Nonlinear Dynamical Modeling of Human Intracranial Brain Activity with Flexible Inference
Kiarash Vaziri, Lucine L. Oganesian, HyeongChan Jo, Roberto M. C. Vera, Charles Y. Liu, Brian Lee, Maryam M. Shanechi
TL;DR
The paper tackles forecasting multisite human iEEG dynamics by augmenting a linear latent dynamical backbone with nonlinear manifold embeddings (DFINE). By training end-to-end and employing Kalman-filter-based flexible inference, DFINE captures nonlinear structure while remaining robust to missing observations. Across 10 subjects, DFINE outperforms a linear state-space model and matches or surpasses a GRU baseline, with the largest gains in high gamma power and when data dropout occurs. These results establish a scalable, interpretable framework for modeling human iEEG dynamics with potential applications in next-generation brain–computer interfaces and clinical neuroengineering.
Abstract
Dynamical modeling of multisite human intracranial neural recordings is essential for developing neurotechnologies such as brain-computer interfaces (BCIs). Linear dynamical models are widely used for this purpose due to their interpretability and their suitability for BCIs.
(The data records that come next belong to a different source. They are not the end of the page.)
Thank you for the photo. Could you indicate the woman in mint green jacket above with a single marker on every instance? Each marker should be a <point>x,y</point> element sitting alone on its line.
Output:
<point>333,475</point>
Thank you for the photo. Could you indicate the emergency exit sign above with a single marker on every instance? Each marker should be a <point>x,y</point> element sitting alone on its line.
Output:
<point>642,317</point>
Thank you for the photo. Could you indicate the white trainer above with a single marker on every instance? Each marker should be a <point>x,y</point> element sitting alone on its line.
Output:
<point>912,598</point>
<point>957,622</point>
In particular, these models enable flexible real-time inference, even in the presence of missing neural samples, which often occur in wireless BCIs. However, neural activity can exhibit nonlinear structure that is not captured by linear models. Furthermore, while recurrent neural network models can capture nonlinearity, their inference does not directly address handling missing observations. To address this gap, recent work introduced DFINE, a deep learning framework that integrates neural networks with linear state-space models to capture nonlinearities while enabling flexible inference. However, DFINE was developed for intracortical recordings that measure localized neuronal populations. Here we extend DFINE to modeling of multisite human intracranial electroencephalography (iEEG) recordings. We find that DFINE significantly outperforms linear state-space models (LSSMs) in forecasting future neural activity. Furthermore, DFINE matches or exceeds the accuracy of a gated recurrent unit (GRU) model in neural forecasting, indicating that a linear dynamical backbone, when paired and jointly trained with nonlinear neural networks, can effectively describe the dynamics of iEEG signals while also enabling flexible inference. Additionally, DFINE handles missing observations more robustly than the baselines, demonstrating its flexible inference and utility for BCIs. Finally, DFINE's advantage over LSSM is more pronounced in high gamma spectral bands. Taken together, these findings highlight DFINE as a strong and flexible framework for modeling human iEEG dynamics, with potential applications in next-generation BCIs.